Single by Riccardo Fogli

from the album Collezione
- B-side: "L'amore che verrà"
- Released: 1982
- Genre: Pop
- Label: Paradiso; CGD;
- Songwriters: Riccardo Fogli; Guido Morra; Maurizio Fabrizio;

Riccardo Fogli singles chronology
| "Malinconia" (1981) | "Storie di tutti i giorni" (1982) | "Compagnia" (1982) |

Audio
- "Storie di tutti i giorni" on YouTube

= Storie di tutti i giorni =

"Storie di tutti i giorni" is a 1982 song performed by Riccardo Fogli and composed by Fogli, Guido Morra and Maurizio Fabrizio. The song won the 32nd edition of the Sanremo Music Festival.

==Background==
The song marked the Fogli's comeback to the Sanremo Festival eight years after his first disappointing participation, when his song "Complici" did not reach the final. At this time, though, Fogli was fresh from the summer hit "Malinconia", and returned to the Festival as a big favourite.

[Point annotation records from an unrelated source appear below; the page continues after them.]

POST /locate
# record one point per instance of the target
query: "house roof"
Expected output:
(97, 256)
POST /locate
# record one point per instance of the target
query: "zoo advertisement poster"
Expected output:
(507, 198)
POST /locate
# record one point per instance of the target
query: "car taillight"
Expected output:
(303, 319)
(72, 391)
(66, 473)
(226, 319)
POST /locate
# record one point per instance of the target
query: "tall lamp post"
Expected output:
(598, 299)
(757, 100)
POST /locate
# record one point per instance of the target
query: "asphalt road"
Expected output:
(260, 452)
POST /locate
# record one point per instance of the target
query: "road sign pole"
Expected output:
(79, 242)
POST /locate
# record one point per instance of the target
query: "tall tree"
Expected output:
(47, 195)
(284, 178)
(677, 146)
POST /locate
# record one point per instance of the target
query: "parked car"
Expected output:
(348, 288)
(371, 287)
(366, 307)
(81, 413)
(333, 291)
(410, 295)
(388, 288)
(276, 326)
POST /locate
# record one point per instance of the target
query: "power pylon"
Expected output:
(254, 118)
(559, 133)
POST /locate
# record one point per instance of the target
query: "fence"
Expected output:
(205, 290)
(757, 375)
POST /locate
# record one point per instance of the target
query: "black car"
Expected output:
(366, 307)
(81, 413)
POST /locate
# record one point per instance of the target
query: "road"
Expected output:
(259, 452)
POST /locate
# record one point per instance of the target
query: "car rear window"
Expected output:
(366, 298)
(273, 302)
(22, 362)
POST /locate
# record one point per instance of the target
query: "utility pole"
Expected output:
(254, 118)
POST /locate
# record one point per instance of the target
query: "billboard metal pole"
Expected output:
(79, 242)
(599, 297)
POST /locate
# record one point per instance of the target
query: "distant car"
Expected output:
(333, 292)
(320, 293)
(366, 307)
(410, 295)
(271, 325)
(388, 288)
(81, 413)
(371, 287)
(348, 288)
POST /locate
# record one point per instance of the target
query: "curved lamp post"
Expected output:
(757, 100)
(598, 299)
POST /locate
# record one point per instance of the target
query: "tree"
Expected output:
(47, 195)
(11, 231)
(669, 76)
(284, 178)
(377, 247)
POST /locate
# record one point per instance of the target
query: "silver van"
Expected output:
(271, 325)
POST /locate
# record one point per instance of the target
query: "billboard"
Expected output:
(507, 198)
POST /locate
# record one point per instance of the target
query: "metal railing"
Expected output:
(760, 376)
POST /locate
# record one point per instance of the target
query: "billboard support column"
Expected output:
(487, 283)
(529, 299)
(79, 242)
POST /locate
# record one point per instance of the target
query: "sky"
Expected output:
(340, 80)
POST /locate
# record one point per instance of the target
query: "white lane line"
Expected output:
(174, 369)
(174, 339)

Fogli's victory aroused widespread controversy: at the time, there was talk of an "announced victory", if not actually previously decided by virtue of agreements made by the record labels. Among other things, the magazine TV Sorrisi e Canzoni devoted the front cover to Fogli three days before the start of the competition, presenting him as the likely winner, and the victory was also successfully predicted by the popular TV magician Giucas Casella, who – "staking his career on it" (as he put it) – during the first night of the show handed a closed envelope with his prediction to the Corriere della Sera music critic Mario Luzzatto Fegiz, who in turn deposited it in a safe at the Sanremo Casino. To these speculations Fogli replied with annoyance, asserting that journalists and insiders had already listened to the songs before the Festival, and that, evidently, the song had simply been considered the best one.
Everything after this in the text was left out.